Geology, a sculpturesque figure, stands squarely and firmly upon a mountain top, beyond which is seen the setting sun. A fold of her drapery forms a receptacle for the specimens she has gathered. In her left hand is a globe, and in her right a fossil shell. Her hair is confined by a head-dress of bars of silver and gold. The embroidered pattern of her garment has a suggestion of fossil forms and of the little lizards which are found among the rocks.
Archæology is clad in the Roman costume, and wears the helmet of Minerva; the helmet is wreathed with olive, the emblem of peace, which was sacred to Minerva, and is here used with special reference to the peaceful character of the science, which can pursue its labors only in an orderly society. The figure stands on a block of stone, the surface of which is carved to represent a scroll, the ancient form of book. A vase, copied from the manufacture of the Zuñi Indians of New Mexico, stands beside her.
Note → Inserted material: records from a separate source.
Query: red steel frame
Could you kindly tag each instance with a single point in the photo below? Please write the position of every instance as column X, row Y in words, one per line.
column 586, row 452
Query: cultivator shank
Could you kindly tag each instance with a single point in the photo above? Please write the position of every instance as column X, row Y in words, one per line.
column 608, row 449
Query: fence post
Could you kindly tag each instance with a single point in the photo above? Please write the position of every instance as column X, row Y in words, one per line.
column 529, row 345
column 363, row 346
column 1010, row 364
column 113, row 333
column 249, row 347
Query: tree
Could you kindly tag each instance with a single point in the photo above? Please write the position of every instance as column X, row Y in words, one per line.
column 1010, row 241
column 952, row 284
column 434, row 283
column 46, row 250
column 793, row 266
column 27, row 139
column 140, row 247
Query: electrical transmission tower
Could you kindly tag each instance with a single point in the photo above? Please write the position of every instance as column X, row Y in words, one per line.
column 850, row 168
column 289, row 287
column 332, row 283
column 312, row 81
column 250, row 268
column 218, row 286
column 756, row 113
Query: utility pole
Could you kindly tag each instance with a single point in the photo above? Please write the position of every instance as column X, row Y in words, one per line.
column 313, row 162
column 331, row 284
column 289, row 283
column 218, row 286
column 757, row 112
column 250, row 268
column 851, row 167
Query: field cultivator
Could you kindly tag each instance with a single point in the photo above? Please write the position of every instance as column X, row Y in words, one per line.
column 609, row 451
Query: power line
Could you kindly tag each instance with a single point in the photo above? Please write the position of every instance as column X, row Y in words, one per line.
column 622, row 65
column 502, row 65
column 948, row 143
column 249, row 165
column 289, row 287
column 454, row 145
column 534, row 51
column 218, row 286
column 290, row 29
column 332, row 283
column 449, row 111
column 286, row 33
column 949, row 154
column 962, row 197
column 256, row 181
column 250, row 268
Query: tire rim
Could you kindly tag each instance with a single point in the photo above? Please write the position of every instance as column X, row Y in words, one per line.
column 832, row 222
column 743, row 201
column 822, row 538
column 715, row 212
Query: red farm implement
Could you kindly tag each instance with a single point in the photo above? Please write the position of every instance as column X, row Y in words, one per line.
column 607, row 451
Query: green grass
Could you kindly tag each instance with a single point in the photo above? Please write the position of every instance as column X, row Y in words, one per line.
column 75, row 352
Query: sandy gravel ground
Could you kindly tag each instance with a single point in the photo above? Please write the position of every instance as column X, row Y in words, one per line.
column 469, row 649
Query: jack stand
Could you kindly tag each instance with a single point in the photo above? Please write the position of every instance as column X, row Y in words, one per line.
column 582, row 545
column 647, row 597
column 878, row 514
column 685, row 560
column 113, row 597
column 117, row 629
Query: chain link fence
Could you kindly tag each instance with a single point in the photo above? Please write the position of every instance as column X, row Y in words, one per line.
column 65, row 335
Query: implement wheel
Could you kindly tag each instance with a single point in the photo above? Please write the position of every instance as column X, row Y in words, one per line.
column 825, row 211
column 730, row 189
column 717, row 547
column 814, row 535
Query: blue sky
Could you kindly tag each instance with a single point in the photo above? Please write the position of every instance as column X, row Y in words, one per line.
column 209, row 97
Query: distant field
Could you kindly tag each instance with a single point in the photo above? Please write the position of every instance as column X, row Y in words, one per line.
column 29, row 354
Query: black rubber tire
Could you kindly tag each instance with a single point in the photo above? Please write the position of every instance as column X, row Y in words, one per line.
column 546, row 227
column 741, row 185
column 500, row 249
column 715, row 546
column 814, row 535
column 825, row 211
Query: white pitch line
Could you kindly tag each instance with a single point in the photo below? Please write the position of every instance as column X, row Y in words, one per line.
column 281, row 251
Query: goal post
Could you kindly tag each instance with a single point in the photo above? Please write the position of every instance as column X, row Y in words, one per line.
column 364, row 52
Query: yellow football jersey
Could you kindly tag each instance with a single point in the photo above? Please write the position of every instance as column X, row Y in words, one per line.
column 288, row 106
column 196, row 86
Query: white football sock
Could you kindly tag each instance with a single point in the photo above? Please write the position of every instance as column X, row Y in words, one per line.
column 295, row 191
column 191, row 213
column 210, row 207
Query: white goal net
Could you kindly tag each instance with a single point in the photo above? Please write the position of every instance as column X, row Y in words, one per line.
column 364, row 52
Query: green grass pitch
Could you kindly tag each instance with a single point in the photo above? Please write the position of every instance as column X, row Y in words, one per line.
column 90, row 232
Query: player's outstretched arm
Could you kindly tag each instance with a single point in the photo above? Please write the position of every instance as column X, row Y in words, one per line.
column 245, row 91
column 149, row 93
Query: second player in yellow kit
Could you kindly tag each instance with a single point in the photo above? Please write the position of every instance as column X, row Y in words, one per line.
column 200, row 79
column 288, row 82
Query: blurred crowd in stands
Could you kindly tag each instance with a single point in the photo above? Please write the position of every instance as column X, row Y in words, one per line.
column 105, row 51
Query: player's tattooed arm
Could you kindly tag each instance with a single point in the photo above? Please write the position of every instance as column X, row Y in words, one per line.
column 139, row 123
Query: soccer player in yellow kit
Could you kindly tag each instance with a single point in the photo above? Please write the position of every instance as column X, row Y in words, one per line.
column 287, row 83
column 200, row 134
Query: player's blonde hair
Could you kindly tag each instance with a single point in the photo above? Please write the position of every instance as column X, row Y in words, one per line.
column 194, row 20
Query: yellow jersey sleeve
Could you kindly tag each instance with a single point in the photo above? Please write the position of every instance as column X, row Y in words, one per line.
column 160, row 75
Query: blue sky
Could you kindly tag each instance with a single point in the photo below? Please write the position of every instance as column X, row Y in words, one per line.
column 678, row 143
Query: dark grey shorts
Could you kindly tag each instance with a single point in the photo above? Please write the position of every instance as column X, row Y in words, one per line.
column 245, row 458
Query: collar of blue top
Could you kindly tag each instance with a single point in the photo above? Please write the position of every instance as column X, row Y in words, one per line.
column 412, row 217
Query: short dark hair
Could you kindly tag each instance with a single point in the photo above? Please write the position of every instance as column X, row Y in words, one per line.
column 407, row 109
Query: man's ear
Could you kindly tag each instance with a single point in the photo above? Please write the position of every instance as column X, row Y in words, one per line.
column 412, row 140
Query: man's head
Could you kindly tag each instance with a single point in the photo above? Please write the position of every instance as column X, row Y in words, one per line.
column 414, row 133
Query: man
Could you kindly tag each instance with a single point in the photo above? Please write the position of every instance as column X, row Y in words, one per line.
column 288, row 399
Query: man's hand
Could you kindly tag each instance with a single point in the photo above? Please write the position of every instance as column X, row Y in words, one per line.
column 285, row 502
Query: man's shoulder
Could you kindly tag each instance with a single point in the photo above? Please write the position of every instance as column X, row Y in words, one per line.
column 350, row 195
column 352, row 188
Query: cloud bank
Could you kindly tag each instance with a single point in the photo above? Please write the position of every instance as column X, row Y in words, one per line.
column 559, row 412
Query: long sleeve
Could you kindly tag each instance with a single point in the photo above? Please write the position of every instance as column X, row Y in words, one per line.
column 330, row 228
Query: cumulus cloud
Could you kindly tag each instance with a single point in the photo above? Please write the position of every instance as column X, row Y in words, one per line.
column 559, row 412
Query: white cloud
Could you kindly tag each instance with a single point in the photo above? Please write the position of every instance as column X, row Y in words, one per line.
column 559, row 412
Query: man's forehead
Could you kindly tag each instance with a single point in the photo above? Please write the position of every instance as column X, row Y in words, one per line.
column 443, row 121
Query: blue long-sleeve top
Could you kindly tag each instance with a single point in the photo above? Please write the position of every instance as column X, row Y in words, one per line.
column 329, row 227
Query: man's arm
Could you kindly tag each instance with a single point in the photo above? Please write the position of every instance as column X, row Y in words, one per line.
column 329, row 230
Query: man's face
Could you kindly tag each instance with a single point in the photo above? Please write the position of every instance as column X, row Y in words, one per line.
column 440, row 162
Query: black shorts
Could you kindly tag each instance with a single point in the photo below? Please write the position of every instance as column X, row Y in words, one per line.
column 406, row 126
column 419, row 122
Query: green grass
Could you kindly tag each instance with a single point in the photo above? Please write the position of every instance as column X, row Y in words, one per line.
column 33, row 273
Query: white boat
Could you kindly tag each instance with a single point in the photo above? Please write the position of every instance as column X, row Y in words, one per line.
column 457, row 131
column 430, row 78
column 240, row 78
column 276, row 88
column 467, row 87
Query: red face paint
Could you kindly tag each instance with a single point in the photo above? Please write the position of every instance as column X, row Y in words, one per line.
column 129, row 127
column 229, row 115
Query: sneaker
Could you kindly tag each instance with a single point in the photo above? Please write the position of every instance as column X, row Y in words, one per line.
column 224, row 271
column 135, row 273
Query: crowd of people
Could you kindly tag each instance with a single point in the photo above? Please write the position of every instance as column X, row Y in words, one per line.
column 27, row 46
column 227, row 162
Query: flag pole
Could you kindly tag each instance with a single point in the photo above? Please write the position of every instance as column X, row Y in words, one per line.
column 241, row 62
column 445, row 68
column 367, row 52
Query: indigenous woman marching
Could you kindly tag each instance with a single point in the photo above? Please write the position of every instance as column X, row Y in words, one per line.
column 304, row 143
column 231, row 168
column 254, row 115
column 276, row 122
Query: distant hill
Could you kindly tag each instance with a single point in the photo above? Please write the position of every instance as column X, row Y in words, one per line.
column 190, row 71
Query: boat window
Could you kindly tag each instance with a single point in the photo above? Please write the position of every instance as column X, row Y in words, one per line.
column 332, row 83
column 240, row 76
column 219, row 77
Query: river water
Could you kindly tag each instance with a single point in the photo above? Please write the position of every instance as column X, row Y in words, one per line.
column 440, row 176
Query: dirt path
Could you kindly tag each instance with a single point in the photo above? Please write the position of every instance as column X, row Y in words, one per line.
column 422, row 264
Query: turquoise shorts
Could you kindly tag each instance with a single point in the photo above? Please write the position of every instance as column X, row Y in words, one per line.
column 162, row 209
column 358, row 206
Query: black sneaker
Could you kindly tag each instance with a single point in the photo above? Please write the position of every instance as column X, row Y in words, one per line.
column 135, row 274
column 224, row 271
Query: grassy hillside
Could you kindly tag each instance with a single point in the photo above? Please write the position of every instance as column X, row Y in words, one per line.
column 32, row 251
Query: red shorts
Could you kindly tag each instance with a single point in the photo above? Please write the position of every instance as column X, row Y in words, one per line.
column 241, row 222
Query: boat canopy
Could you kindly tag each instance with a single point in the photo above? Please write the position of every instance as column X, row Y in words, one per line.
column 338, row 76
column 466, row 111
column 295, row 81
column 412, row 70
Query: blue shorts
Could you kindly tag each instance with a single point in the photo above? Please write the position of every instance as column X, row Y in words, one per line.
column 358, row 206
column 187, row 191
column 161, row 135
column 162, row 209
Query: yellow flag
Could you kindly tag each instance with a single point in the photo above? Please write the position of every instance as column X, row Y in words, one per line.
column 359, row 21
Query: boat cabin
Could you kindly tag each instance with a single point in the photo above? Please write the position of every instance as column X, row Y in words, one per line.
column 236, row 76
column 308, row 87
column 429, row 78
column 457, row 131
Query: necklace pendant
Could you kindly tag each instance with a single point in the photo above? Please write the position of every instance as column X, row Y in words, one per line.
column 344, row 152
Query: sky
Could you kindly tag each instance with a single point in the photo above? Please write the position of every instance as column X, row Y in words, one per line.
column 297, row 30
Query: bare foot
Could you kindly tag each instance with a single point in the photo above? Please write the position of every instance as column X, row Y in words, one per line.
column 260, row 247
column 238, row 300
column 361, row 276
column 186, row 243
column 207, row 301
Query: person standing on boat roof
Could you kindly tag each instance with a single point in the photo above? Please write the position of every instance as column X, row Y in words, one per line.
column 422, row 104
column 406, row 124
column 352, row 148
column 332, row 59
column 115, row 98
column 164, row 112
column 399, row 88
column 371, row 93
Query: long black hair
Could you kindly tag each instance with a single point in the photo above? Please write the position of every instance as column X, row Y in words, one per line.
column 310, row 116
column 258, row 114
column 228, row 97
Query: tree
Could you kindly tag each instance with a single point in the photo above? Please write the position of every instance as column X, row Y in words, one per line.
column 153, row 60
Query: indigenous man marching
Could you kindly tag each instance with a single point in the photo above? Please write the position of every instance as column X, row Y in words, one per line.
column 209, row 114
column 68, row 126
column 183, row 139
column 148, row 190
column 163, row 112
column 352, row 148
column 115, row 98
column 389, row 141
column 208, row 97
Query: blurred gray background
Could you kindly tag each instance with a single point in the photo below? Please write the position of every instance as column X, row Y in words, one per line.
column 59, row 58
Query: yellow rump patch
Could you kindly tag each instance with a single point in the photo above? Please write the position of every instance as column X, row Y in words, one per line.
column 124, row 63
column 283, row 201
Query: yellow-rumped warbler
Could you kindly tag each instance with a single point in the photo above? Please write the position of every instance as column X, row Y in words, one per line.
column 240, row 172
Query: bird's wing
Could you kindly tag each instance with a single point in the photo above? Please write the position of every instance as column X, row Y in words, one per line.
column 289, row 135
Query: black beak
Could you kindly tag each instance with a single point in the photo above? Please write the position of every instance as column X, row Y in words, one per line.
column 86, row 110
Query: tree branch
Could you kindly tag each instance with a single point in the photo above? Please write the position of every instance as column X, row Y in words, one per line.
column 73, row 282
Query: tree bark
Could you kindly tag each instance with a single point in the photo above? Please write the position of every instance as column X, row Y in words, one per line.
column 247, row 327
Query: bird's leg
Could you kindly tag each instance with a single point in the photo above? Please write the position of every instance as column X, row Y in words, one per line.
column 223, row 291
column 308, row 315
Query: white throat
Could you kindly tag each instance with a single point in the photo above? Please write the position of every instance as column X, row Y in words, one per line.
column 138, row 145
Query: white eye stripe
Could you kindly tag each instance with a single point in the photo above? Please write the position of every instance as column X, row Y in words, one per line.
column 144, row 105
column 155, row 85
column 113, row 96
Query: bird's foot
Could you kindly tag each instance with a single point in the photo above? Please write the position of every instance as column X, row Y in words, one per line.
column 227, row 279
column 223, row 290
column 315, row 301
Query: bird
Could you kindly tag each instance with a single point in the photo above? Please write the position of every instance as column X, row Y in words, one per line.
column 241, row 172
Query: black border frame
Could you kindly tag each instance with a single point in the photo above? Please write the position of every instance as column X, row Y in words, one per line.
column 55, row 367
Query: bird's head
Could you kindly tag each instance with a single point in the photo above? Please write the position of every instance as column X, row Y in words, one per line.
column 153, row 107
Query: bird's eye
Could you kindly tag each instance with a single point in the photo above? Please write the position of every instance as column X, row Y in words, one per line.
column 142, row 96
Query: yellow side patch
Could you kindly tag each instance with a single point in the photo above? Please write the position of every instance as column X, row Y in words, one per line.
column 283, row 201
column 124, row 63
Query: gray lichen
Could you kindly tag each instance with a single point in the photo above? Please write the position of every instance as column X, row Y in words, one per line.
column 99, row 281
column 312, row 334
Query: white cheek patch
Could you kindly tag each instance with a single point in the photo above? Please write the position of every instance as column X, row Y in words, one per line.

In her right hand she holds a large book, the pages of which she examines with the aid of a magnifying glass in order to spell out its half obliterated text. Around her neck is coiled a chameleon, whose changing hues are intended to symbolize the varying nature of the theories she propounds.
The countenance of Botany is expressive of a joyous sympathy with nature. She stands on the pad of a water-lily, engaged in analyzing its flower, the long stem of which coils gracefully about her body to the water. Her drapery flows and breaks as a half-opened flower might arrange itself.